Ha, phil...... Yes it was your posts and pictures that put me off!!!! Hope your doing ok and healing up well......: update is I'm still getting the welts at injection site, more of an insect bite type reaction so to speak. Like a red lump under the skin that becomes itchy although they are not as bad as before! I'm down to 6 injections per week on 3 seperate days so have 4 days off.

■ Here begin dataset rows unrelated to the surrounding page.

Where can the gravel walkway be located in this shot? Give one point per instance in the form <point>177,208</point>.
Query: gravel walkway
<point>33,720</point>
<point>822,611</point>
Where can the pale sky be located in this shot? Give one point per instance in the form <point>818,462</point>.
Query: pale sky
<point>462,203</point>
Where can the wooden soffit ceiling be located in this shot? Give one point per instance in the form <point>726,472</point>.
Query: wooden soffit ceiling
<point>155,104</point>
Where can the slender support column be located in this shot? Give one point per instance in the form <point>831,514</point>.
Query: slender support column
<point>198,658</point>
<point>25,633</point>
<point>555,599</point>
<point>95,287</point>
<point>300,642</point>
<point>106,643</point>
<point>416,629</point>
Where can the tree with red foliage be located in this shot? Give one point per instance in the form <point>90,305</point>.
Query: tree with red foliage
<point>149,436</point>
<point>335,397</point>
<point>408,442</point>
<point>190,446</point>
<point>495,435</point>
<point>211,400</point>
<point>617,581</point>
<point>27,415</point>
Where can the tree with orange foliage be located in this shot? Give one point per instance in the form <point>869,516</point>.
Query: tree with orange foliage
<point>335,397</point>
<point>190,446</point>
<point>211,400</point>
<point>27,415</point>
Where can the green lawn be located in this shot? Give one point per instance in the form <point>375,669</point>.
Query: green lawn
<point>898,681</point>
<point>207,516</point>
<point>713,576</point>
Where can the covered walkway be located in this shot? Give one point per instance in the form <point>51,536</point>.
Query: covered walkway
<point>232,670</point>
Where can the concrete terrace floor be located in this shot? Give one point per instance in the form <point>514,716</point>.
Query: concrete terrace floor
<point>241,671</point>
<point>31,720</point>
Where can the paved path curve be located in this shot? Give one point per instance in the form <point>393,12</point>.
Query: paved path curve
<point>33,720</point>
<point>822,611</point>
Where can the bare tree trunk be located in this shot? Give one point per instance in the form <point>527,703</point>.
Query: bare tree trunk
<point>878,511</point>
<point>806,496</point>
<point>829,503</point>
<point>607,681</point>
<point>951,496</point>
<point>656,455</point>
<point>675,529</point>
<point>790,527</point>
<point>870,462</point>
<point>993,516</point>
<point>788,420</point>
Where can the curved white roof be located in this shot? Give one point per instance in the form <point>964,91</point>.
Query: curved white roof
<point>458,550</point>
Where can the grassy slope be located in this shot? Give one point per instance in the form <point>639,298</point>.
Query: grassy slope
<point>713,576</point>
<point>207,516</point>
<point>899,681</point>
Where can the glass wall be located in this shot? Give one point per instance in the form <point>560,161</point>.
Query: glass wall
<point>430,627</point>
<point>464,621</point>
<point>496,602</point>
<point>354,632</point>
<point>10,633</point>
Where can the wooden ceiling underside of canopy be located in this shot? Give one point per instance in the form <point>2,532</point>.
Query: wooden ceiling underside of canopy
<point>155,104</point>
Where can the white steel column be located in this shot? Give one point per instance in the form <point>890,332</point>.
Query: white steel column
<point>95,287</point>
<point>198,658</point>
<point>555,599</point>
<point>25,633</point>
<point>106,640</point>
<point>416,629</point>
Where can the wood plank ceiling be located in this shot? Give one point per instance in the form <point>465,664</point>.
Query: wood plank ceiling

Just done one in the backside so will see how I react to that....and give the marks on the stomach time to disappear!!


----------



## dylwynski (Apr 5, 2009)

Alright mate, i had exactly the same problem as you, welts at the injection point that lasted approximatley 3 days. they were like insect bites under the skin, very itchy and sumwhat painfull. i've switched to useing 1ml 'never share' syringes and heve not experirnced any problems since. i'd try them if i were you


----------



## mark831 (Mar 29, 2009)

dylwynski said:


> Alright mate, i had exactly the same problem as you, welts at the injection point that lasted approximatley 3 days. they were like insect bites under the skin, very itchy and sumwhat painfull. i've switched to useing 1ml 'never share' syringes and heve not experirnced any problems since. i'd try them if i were you


Cheers for the info mate, was running out of pins and have just ordered 100 of the never share type......they are 30 gauge , the ones I'm using are 29 so may make a bit of a difference..... Since I've been going sub a in the backside it's been much better than on the abdomen.... Hopefully this will eliminate the problem totally! Thanks again ..... Now I'm looking into the IGF-1 to add in!!


----------



## wilf666 (Sep 4, 2008)

hi Mark. you are having a problem with red whelts using hgh,, proppa hgh does not cause sores or red whelts, when you get red whelts from hgh it is caused by the e-coli bacteria found in fake hgh. if you go to the gensci website and go into the FAQs it will give all the info you will need on hgh,, i know gensci sells only jintropin but all hgh is very similar, when you buy Hygetropin there should be a anti counterfit sticker on it with a code you can check out on their website, a anti counterfit sticker dosent mean it is genuine. Hygetropin only comes in blue tops only, all yellow tops are counterfit.


----------



## mark831 (Mar 29, 2009)

wilf666 said:


> hi Mark. you are having a problem with red whelts using hgh,, proppa hgh does not cause sores or red whelts, when you get red whelts from hgh it is caused by the e-coli bacteria found in fake hgh. if you go to the gensci website and go into the FAQs it will give all the info you will need on hgh,, i know gensci sells only jintropin but all hgh is very similar, when you buy Hygetropin there should be a anti counterfit sticker on it with a code you can check out on their website, a anti counterfit sticker dosent mean it is genuine. Hygetropin only comes in blue tops only, all yellow tops are counterfit.


Hi mate, all finished with the huge now, changed to never share pins and did 8 iu 3 x per week, and went sub q in the bum and jk more problems!! Result! The counterfit sticker came back as legit also!!


----------



## Robsta (Oct 2, 2005)

wilf666 said:


> hi Mark. you are having a problem with red whelts using hgh,, proppa hgh does not cause sores or red whelts, when you get red whelts from hgh it is caused by the e-coli bacteria found in fake hgh. if you go to the gensci website and go into the FAQs it will give all the info you will need on hgh,, i know gensci sells only jintropin but all hgh is very similar, when you buy Hygetropin there should be a anti counterfit sticker on it with a code you can check out on their website, a anti counterfit sticker dosent mean it is genuine. Hygetropin only comes in blue tops only, all yellow tops are counterfit.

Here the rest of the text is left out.